Estrogens are metabolized to reactive catechol estrogen quinones, and these quinones can depurinate DNA, leading to cancer-causing mutations. Using mass spectrometry, Gaikwad et al. (2009) showed that NQO2 could bind estrone-3,4-quinone (E1-3,4-Q) and estradiol-3,4-quinone (E2-3,4-Q). Preliminary kinetic studies revealed that NQO2 was faster in reducing and deactivating the estrogen quinones than NQO1. The reduction of E1-3,4-Q and E2-3,4-Q by NQO2 was confirmed by ultraviolet and liquid chromatography-tandem mass spectrometry assays. Both estrogens and melatonin bound NQO2, but melatonin did not affect estrogen quinone reduction by NQO2.

▼ Gene Structure
By Southern blot analysis, Jaiswal et al. (1990) demonstrated the presence of a single human NQO2 gene spanning approximately 14 to 17 kb.
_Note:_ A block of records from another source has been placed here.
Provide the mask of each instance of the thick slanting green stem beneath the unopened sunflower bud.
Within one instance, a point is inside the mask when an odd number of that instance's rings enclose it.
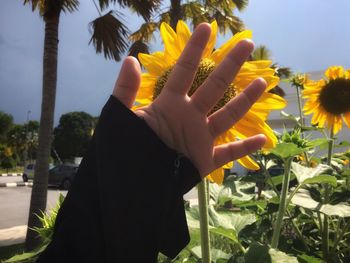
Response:
[[[291,164],[292,164],[292,158],[288,158],[287,160],[284,161],[284,177],[283,177],[283,184],[282,184],[282,192],[281,192],[280,205],[278,209],[275,229],[272,235],[272,241],[271,241],[272,248],[278,247],[278,241],[281,234],[283,216],[286,211],[286,205],[287,205],[286,200],[287,200],[287,194],[288,194],[288,188],[289,188]]]

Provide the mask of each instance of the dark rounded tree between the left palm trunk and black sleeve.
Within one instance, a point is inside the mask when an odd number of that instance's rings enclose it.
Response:
[[[53,147],[61,159],[83,156],[94,129],[94,118],[85,112],[63,114],[54,130]]]

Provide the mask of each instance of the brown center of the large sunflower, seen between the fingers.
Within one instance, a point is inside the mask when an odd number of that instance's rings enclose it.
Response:
[[[204,58],[200,61],[196,75],[194,77],[192,86],[188,91],[188,96],[192,96],[192,94],[202,85],[202,83],[206,80],[211,72],[215,69],[215,63],[207,58]],[[163,75],[161,75],[155,84],[155,88],[153,91],[153,100],[155,100],[167,82],[173,67],[166,70]],[[236,95],[236,90],[233,84],[230,84],[226,89],[224,96],[220,99],[220,101],[213,107],[210,114],[222,108],[227,102],[229,102]]]

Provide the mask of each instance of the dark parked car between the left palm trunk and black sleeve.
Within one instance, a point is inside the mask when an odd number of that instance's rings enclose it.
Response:
[[[59,164],[49,171],[49,185],[62,187],[68,190],[78,171],[77,164]]]

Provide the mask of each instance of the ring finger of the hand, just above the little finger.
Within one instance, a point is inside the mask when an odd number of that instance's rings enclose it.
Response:
[[[266,89],[262,78],[254,80],[237,97],[209,116],[209,129],[214,138],[228,130],[246,114]]]

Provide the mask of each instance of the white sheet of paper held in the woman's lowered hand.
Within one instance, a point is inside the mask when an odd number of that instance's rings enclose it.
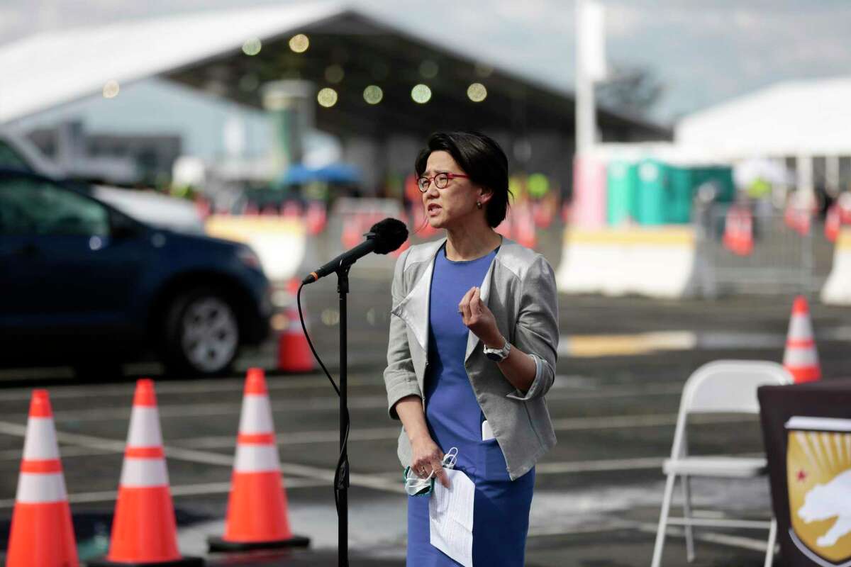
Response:
[[[473,499],[476,485],[465,473],[444,468],[450,482],[435,481],[428,504],[431,545],[464,567],[473,565]]]

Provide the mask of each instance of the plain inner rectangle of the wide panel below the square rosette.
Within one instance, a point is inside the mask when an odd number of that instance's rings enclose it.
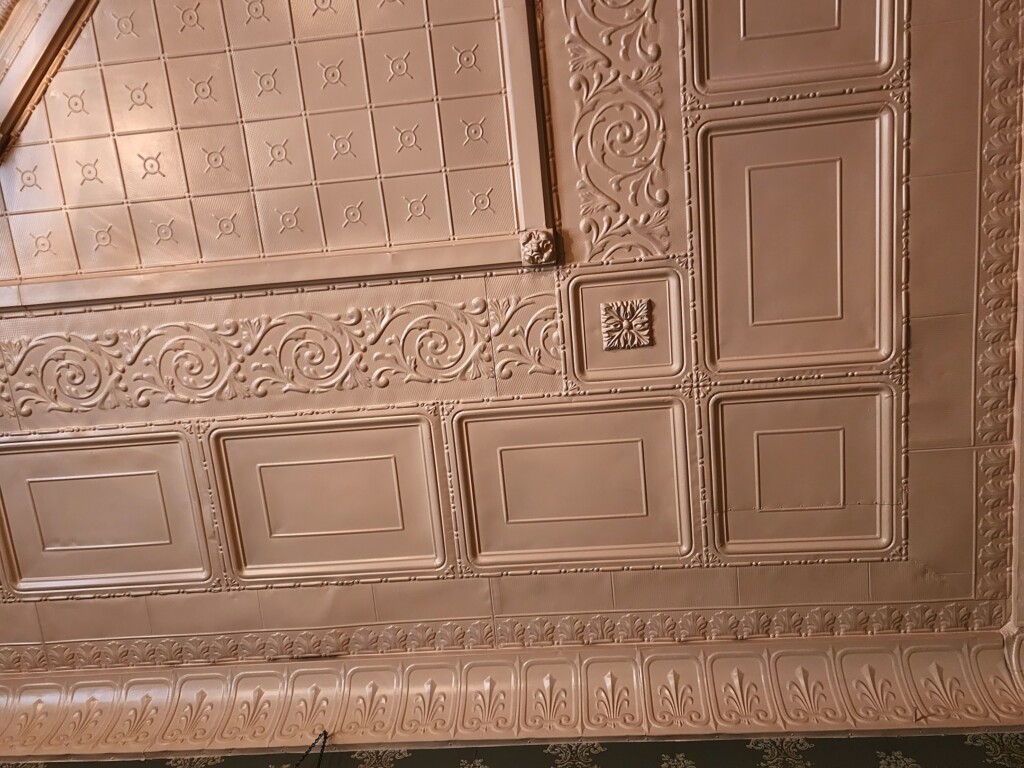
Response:
[[[509,522],[647,514],[642,440],[522,445],[498,453]],[[558,467],[561,478],[554,488],[536,482],[551,467]],[[580,488],[587,489],[586,497],[579,496]]]

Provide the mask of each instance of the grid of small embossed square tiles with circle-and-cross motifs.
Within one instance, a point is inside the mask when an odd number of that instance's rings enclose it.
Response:
[[[23,276],[515,231],[489,0],[102,0],[0,169]]]

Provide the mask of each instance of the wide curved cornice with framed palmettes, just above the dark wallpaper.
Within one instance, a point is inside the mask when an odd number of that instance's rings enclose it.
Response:
[[[1024,723],[998,634],[487,650],[0,676],[0,754],[966,729]]]

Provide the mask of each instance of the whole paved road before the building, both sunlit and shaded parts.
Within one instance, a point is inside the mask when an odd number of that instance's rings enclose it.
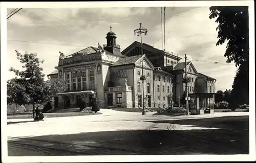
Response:
[[[45,156],[249,151],[247,112],[189,115],[187,119],[102,111],[102,115],[49,118],[40,122],[9,121],[13,124],[7,127],[8,153]]]

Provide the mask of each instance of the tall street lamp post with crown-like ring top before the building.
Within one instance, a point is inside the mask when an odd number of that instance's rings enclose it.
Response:
[[[140,36],[140,43],[141,43],[141,67],[142,67],[142,76],[140,79],[142,80],[142,115],[146,114],[145,110],[145,99],[144,99],[144,80],[145,77],[143,74],[143,45],[142,45],[142,34],[146,35],[147,34],[147,29],[141,26],[142,23],[140,23],[140,27],[134,30],[134,35],[137,34],[137,36]]]

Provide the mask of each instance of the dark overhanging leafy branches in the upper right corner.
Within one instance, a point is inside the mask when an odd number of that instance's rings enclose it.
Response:
[[[239,66],[249,61],[249,19],[247,6],[212,6],[209,18],[217,17],[218,38],[216,45],[227,42],[227,63],[234,61]]]

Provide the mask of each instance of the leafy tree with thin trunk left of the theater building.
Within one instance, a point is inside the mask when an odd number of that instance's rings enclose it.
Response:
[[[20,54],[16,52],[17,59],[23,63],[23,71],[11,67],[10,72],[15,73],[16,78],[7,83],[7,94],[19,104],[33,105],[33,118],[35,118],[35,104],[44,104],[58,89],[65,90],[67,84],[61,80],[45,81],[40,61],[36,53],[27,52]]]

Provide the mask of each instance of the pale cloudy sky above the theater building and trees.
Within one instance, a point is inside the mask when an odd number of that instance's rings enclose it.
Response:
[[[7,14],[12,10],[7,9]],[[216,91],[231,89],[237,68],[226,63],[226,44],[216,46],[218,24],[209,19],[209,13],[209,7],[166,7],[165,50],[182,58],[186,54],[188,61],[198,60],[192,61],[197,71],[217,79]],[[47,75],[55,70],[59,51],[67,56],[88,46],[97,47],[98,42],[105,44],[110,26],[123,50],[138,40],[134,30],[140,22],[148,30],[143,42],[164,49],[160,7],[23,8],[7,20],[7,71],[10,67],[22,68],[15,54],[18,50],[37,53],[45,60],[41,66]],[[7,79],[15,77],[9,71],[6,75]]]

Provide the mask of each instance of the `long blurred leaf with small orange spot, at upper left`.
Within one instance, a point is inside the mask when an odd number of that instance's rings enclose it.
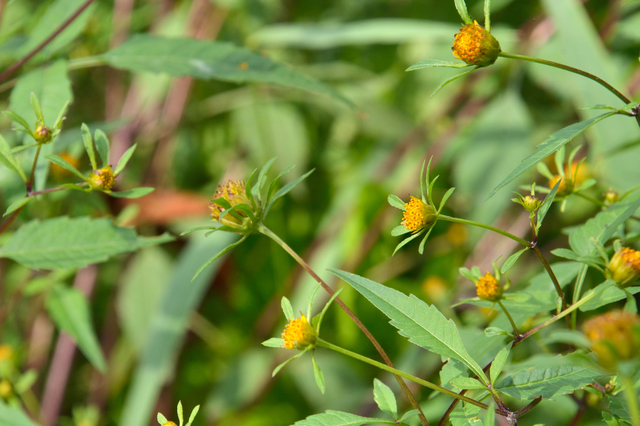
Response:
[[[276,84],[328,94],[351,105],[326,84],[228,42],[136,35],[105,53],[103,58],[109,65],[129,71]]]

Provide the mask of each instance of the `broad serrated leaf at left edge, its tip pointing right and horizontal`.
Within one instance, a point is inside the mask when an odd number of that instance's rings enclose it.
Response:
[[[173,240],[169,235],[139,237],[110,219],[57,217],[33,220],[16,231],[0,250],[34,269],[68,269],[106,261],[109,257]]]

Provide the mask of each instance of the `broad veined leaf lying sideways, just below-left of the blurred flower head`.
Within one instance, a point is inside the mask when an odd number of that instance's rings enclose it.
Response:
[[[520,400],[539,396],[553,399],[581,389],[606,375],[578,356],[558,356],[555,361],[556,365],[535,366],[518,371],[505,377],[495,388]]]

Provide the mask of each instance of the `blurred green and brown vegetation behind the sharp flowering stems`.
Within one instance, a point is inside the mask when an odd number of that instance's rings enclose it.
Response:
[[[0,1],[0,69],[10,69],[83,3]],[[468,6],[473,16],[482,16],[481,1]],[[637,99],[640,2],[494,0],[492,23],[505,50],[579,67]],[[525,236],[528,213],[510,201],[510,191],[533,180],[546,186],[546,178],[531,171],[491,200],[485,198],[548,134],[596,115],[579,107],[615,98],[591,81],[508,59],[431,98],[456,71],[404,70],[426,58],[452,59],[459,28],[453,2],[442,0],[96,0],[19,70],[3,75],[0,109],[29,117],[32,124],[31,92],[40,98],[47,120],[71,100],[63,132],[47,146],[48,153],[65,153],[87,170],[80,138],[80,125],[87,123],[109,135],[114,165],[138,144],[118,190],[156,190],[137,200],[99,192],[52,193],[30,202],[0,242],[30,220],[55,216],[114,217],[140,235],[175,236],[209,223],[207,203],[218,183],[245,179],[277,157],[273,169],[278,172],[296,165],[285,183],[309,169],[315,172],[274,207],[269,227],[334,288],[341,284],[324,272],[327,268],[351,271],[435,304],[454,318],[471,355],[484,365],[501,342],[495,339],[495,347],[474,342],[487,325],[496,325],[495,315],[471,305],[451,308],[474,295],[473,284],[458,268],[491,270],[491,262],[515,251],[516,243],[442,222],[424,255],[417,253],[416,243],[391,257],[399,238],[390,231],[401,217],[387,195],[417,195],[420,167],[433,156],[441,175],[434,198],[457,188],[447,214]],[[162,56],[160,43],[137,47],[128,56],[114,53],[136,34],[230,42],[286,65],[270,79],[253,81],[220,79],[206,70],[177,77],[185,74],[181,64],[150,59]],[[110,53],[99,56],[105,52]],[[247,58],[235,71],[243,71],[244,63],[252,71],[257,59]],[[303,76],[309,79],[300,80]],[[22,137],[10,125],[0,118],[2,135],[15,146]],[[571,147],[584,145],[579,154],[587,158],[584,173],[598,179],[593,196],[608,187],[625,191],[638,185],[640,139],[634,125],[613,117],[572,142]],[[74,181],[55,168],[48,178],[46,170],[38,176],[40,189]],[[3,210],[24,196],[23,183],[6,167],[0,167],[0,187]],[[563,230],[598,210],[578,197],[568,200],[563,214],[554,206],[542,228],[542,251],[565,246]],[[33,270],[0,259],[0,343],[11,348],[17,371],[37,373],[20,399],[26,411],[44,425],[77,426],[154,424],[157,411],[175,420],[178,400],[187,411],[202,405],[194,425],[289,425],[325,409],[375,416],[372,381],[377,377],[394,388],[393,378],[332,353],[317,354],[326,377],[324,395],[308,362],[294,362],[271,378],[289,354],[260,342],[281,333],[281,297],[304,311],[314,282],[270,240],[250,237],[191,282],[200,265],[233,238],[190,234],[77,271]],[[510,278],[524,287],[532,279],[548,281],[541,272],[537,259],[525,254]],[[587,286],[595,280],[588,278]],[[75,345],[54,327],[43,289],[55,283],[88,297],[107,361],[105,374],[82,353],[74,357]],[[399,368],[439,382],[439,356],[409,345],[351,288],[341,298]],[[377,357],[344,313],[331,309],[325,321],[325,338]],[[544,353],[546,337],[527,341],[519,353],[526,358]],[[426,400],[419,389],[416,394]],[[406,400],[399,401],[408,407]],[[437,396],[425,414],[437,421],[449,403]],[[544,406],[522,424],[565,425],[579,405],[561,396],[543,401]],[[602,422],[599,411],[593,412],[598,414],[586,415],[582,424]]]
Jaiswal (1994) determined that the NQO2 gene contains 7 exons and spans 20 kb. The first exon is noncoding. The promoter region contains a modified TATA box, 2 CCAAT boxes, 4 SP1 (189906)-binding sites, a single antioxidant response element (ARE), and 3 xenobiotic response elements (XREs).

▼ Mapping
By study of rodent/human somatic cell hybrids, Jaiswal et al. (1990) mapped the NQO2 gene to chromosome 6pter-q12. By fluorescence in situ hybridization, Jaiswal et al. (1999) narrowed the mapping of NQO2 to chromosome 6p25.

▼ Molecular Genetics
In a hospital-based study of 893 Chinese breast cancer patients and 711 Chinese cancer-free controls, Yu et al. (2009) genotyped 11 polymorphisms of the NQO2 gene, which encodes NRH:quinone oxidoreductase-2 and has enzymatic activity on estrogen-derived quinones and is able to stabilize p53 (TP53; 191170). The authors identified significant association between the incidence of breast cancer and a 29-bp insertion/deletion polymorphism (29-bp I/D; p = 0.0027; OR, 0.76) and the rs2071002 SNP (+237A-C; p = 0.0031; OR, 0.80), both of which are within the NQO2 promoter region. The findings were replicated in a second Chinese population of 403 familial/early-onset breast cancer patients and 1,039 controls. Decreased risk was associated with the D allele of 29 bp-I/D and the +237C allele of rs2071002. The susceptibility variants within NQO2 were notably associated with breast carcinomas with wildtype p53. The 29-bp insertion allele introduced a transcriptional repressor Sp3 binding sites, and the authors demonstrated that the 237A allele of rs2071002 abolished a transcriptional activator Sp1 binding site. Real-time PCR assay showed that normal breast tissues harboring protective genotypes expressed significantly higher levels of NQO2 mRNA than those in normal breast tissues harboring risk genotypes. Yu et al. (2009) suggested that NQO2 is a susceptibility gene for breast carcinogenesis.